Нельзя не вспомнить теплым словом школьников Шуру Радькова, Вадима Дрейке, Колю Кубекина — комсомольского вожака и партизанского поэта, Сашу Ефремова, Сашу Ковалева, Лешу Юденкова, Сашу Корначева (Филю), Володю Волкова. Ни один из них не пришел в отряд без оружия. Более того, благодаря ребятам мы получили сотни винтовок, десятки пулеметов и минометов.

Милые наши маленькие партизаны! Много они помогали нам, взрослым. И сами были нужными в отряде людьми. Война, конечно, не детское занятие, да что поделаешь: у большинства ребят не было другого выхода и другого пути.

О Саше Ефремове, который впоследствии стал партизаном и носил кличку Фельдмаршал, стоит рассказать подробнее. В июне 1941 года московский пионер Саша Ефремов окончил 5 классов и на летние каникулы приехал погостить к бабушке в деревню Щиплево, Ельнинского района. Когда началась война, мальчик не смог вернуться к родителям в Москву и остался на оккупированной территории. Ставший не по годам серьезным, паренек собрал деревенских ребят и подбил их заняться «одним важным делом» — сбором оружия и боеприпасов. Действовала ребятня довольно активно. У них даже был свой «штаб».

Ребята собрали на полях и похитили у немцев несколько велосипедов, тринадцать ручных пулеметов, противотанковое ружье, много гранат и другого оружия и боеприпасов. Свои трофеи они прятали в лесу, в окопах и блиндажах, тщательно маскируя их. Как только в деревне, где жил Саша, появились партизаны, мальчуган стал просить командира принять его в отряд.

— Тебя?.. В отряд? Зачем? У нас ведь не детский сад!

— Как — зачем? — шмыгнув носом, возмутился Саша. — Фашистов бить буду!

— Рановато, брат, подрасти немного, — добродушно заметил командир.

Тринадцатилетний паренек весь как-то взъерошился. Дрожащим голосом, в котором вот-вот прорвутся слезы, он закричал:

— Тогда я вам ничего не дам!

— Видали, какой гусь?! А что ты можешь нам дать или не дать? — чуть насмешливо спросил кто-то из партизан.
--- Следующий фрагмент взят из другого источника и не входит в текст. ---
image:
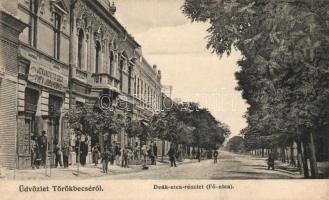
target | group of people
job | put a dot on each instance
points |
(39, 148)
(122, 156)
(39, 145)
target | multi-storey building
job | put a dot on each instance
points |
(10, 28)
(71, 53)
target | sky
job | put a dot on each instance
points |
(178, 48)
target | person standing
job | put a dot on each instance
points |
(66, 154)
(172, 158)
(117, 154)
(43, 145)
(144, 154)
(112, 155)
(58, 156)
(34, 153)
(215, 156)
(84, 152)
(124, 157)
(95, 154)
(270, 161)
(105, 160)
(151, 155)
(155, 150)
(198, 155)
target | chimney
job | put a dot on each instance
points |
(112, 8)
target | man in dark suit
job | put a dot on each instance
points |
(43, 145)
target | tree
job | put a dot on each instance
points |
(284, 70)
(97, 123)
(236, 144)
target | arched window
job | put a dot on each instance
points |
(80, 48)
(98, 51)
(33, 22)
(121, 73)
(111, 58)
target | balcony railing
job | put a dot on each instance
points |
(30, 107)
(81, 74)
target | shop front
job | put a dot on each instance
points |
(41, 104)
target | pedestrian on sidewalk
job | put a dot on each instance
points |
(172, 156)
(117, 154)
(43, 145)
(66, 154)
(155, 150)
(35, 155)
(95, 154)
(198, 155)
(58, 156)
(124, 153)
(215, 156)
(270, 161)
(112, 157)
(105, 160)
(151, 155)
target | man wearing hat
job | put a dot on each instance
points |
(43, 143)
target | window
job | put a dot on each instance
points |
(98, 50)
(111, 63)
(121, 73)
(138, 88)
(135, 85)
(57, 34)
(129, 79)
(33, 23)
(80, 48)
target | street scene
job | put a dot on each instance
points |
(164, 89)
(229, 166)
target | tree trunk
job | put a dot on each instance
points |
(163, 151)
(305, 165)
(314, 167)
(292, 159)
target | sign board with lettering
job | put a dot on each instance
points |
(46, 77)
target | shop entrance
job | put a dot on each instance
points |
(27, 128)
(54, 132)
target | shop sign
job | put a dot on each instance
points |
(46, 77)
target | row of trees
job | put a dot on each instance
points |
(284, 74)
(186, 124)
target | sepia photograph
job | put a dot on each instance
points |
(163, 90)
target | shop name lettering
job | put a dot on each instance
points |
(47, 78)
(60, 188)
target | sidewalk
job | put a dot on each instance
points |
(85, 172)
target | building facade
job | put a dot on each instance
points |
(10, 28)
(106, 60)
(71, 53)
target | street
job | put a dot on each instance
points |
(229, 166)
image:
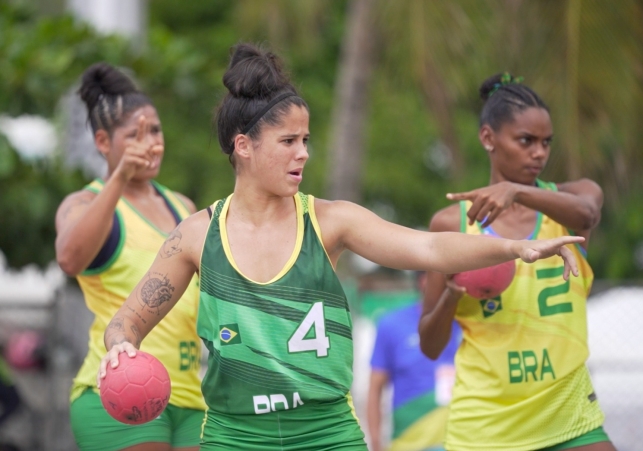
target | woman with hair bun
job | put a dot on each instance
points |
(272, 312)
(108, 235)
(521, 379)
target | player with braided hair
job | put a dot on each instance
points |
(521, 379)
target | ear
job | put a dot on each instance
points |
(103, 142)
(242, 146)
(487, 137)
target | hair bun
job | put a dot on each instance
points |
(254, 73)
(103, 79)
(493, 83)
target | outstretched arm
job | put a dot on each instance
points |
(576, 205)
(346, 225)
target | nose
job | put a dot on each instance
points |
(302, 152)
(540, 150)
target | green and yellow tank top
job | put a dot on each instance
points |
(174, 341)
(281, 352)
(521, 379)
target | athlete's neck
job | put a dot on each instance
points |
(259, 208)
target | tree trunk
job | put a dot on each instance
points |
(351, 104)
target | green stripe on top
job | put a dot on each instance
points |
(289, 339)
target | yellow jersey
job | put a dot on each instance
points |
(174, 341)
(521, 379)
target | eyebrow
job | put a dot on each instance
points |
(294, 135)
(531, 135)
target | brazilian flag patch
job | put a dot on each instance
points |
(229, 334)
(490, 306)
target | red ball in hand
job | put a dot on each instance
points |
(137, 390)
(487, 283)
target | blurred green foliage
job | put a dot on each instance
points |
(185, 53)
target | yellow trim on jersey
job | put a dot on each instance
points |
(213, 207)
(427, 432)
(349, 400)
(295, 252)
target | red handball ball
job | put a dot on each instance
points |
(137, 390)
(487, 283)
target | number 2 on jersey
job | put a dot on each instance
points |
(547, 309)
(319, 342)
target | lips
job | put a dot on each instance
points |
(296, 174)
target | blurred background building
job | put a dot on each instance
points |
(392, 87)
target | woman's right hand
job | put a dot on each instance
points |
(111, 359)
(141, 152)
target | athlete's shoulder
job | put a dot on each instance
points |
(447, 219)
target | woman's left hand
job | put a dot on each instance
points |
(533, 250)
(488, 202)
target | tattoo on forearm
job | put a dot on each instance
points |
(172, 245)
(113, 341)
(155, 291)
(116, 323)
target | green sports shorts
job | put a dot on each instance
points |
(594, 436)
(327, 427)
(95, 430)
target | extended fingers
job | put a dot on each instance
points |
(570, 262)
(143, 127)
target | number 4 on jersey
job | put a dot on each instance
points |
(320, 342)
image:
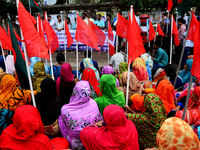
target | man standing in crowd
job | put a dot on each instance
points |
(100, 23)
(59, 24)
(108, 18)
(51, 22)
(161, 59)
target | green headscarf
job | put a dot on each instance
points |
(110, 94)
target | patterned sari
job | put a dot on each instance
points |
(150, 121)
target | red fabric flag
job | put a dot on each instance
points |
(193, 26)
(35, 45)
(136, 47)
(110, 33)
(152, 32)
(159, 30)
(196, 61)
(170, 4)
(4, 39)
(175, 33)
(69, 37)
(111, 48)
(99, 33)
(122, 27)
(85, 35)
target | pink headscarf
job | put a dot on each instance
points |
(66, 75)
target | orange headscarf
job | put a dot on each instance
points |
(11, 96)
(165, 91)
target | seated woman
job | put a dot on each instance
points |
(78, 114)
(150, 121)
(186, 72)
(49, 106)
(140, 70)
(89, 75)
(157, 74)
(170, 71)
(11, 96)
(60, 58)
(120, 133)
(66, 82)
(109, 70)
(27, 131)
(110, 94)
(39, 75)
(176, 134)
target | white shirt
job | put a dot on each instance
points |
(60, 25)
(120, 58)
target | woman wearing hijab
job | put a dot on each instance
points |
(109, 70)
(176, 134)
(66, 82)
(110, 94)
(26, 132)
(140, 70)
(11, 96)
(150, 121)
(157, 74)
(78, 114)
(49, 106)
(88, 63)
(120, 133)
(89, 75)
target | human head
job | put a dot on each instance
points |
(89, 54)
(83, 15)
(98, 16)
(59, 18)
(156, 46)
(108, 17)
(60, 58)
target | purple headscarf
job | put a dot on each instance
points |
(109, 70)
(79, 113)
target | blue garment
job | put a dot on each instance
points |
(56, 71)
(185, 74)
(161, 57)
(82, 67)
(100, 23)
(5, 115)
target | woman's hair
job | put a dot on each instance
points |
(60, 58)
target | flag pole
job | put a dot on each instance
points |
(181, 57)
(170, 62)
(27, 66)
(187, 98)
(77, 59)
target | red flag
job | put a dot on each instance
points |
(122, 27)
(69, 37)
(85, 35)
(99, 33)
(175, 33)
(136, 47)
(152, 32)
(34, 43)
(170, 4)
(193, 26)
(4, 39)
(159, 30)
(196, 61)
(51, 36)
(110, 33)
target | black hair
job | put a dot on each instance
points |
(60, 58)
(157, 43)
(109, 15)
(181, 20)
(89, 54)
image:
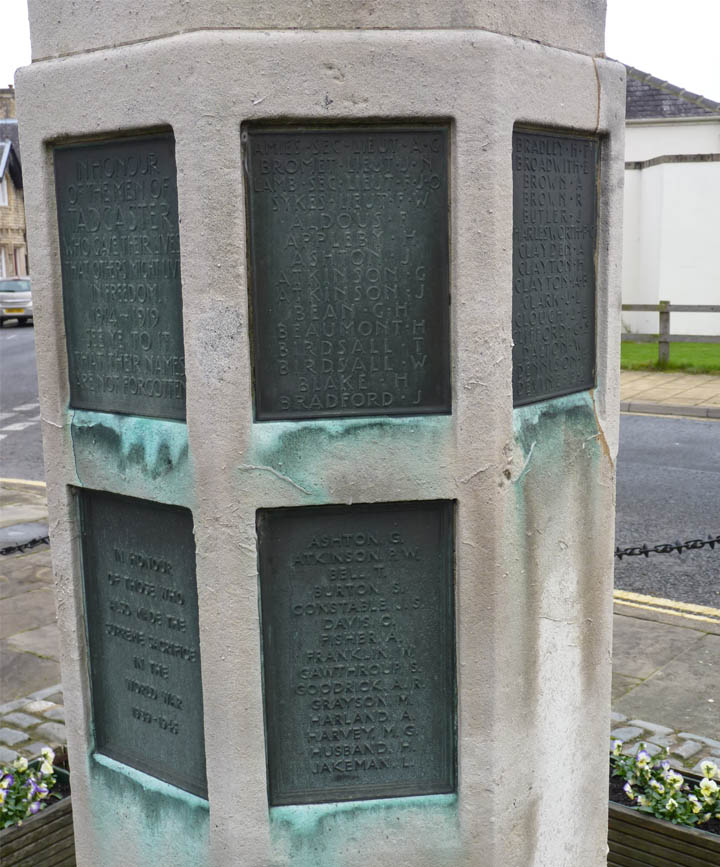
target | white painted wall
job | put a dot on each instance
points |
(647, 139)
(671, 247)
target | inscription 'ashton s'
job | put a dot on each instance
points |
(359, 662)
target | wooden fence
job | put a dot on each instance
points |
(664, 338)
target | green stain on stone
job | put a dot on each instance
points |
(315, 834)
(147, 449)
(546, 429)
(297, 449)
(142, 821)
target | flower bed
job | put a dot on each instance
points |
(37, 814)
(660, 818)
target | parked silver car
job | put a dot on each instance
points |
(15, 299)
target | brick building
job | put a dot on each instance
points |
(13, 245)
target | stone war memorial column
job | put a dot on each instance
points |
(328, 328)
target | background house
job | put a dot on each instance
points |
(13, 245)
(671, 245)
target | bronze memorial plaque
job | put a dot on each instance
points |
(349, 270)
(358, 651)
(554, 236)
(120, 254)
(144, 645)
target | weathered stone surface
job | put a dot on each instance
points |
(61, 28)
(12, 736)
(546, 596)
(627, 733)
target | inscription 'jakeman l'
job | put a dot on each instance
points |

Саша рассказал. Командиру, узнавшему, каким кладом владеют Саша и его друзья, волей-неволей пришлось зачислить мальчика в партизаны. Ну, а раз партизан, то надо иметь партизанскую кличку. Поскольку мальчик возглавлял в свое время «штаб», то ему и дали кличку Фельдмаршал. Саша храбро сражался в партизанском отряде и был награжден орденом Красной Звезды. В августе 1942 года его отправили самолетом на Большую землю, в Москву, «для продолжения образования», как было сказано в специально выданной партизанами справке.

В 1942 году о нашем Фельдмаршале был опубликован рассказ в журнале «Дружные ребята». Написал о нем и Б. Волин в брошюре «Всенародная партизанская война», которая вышла в том же году.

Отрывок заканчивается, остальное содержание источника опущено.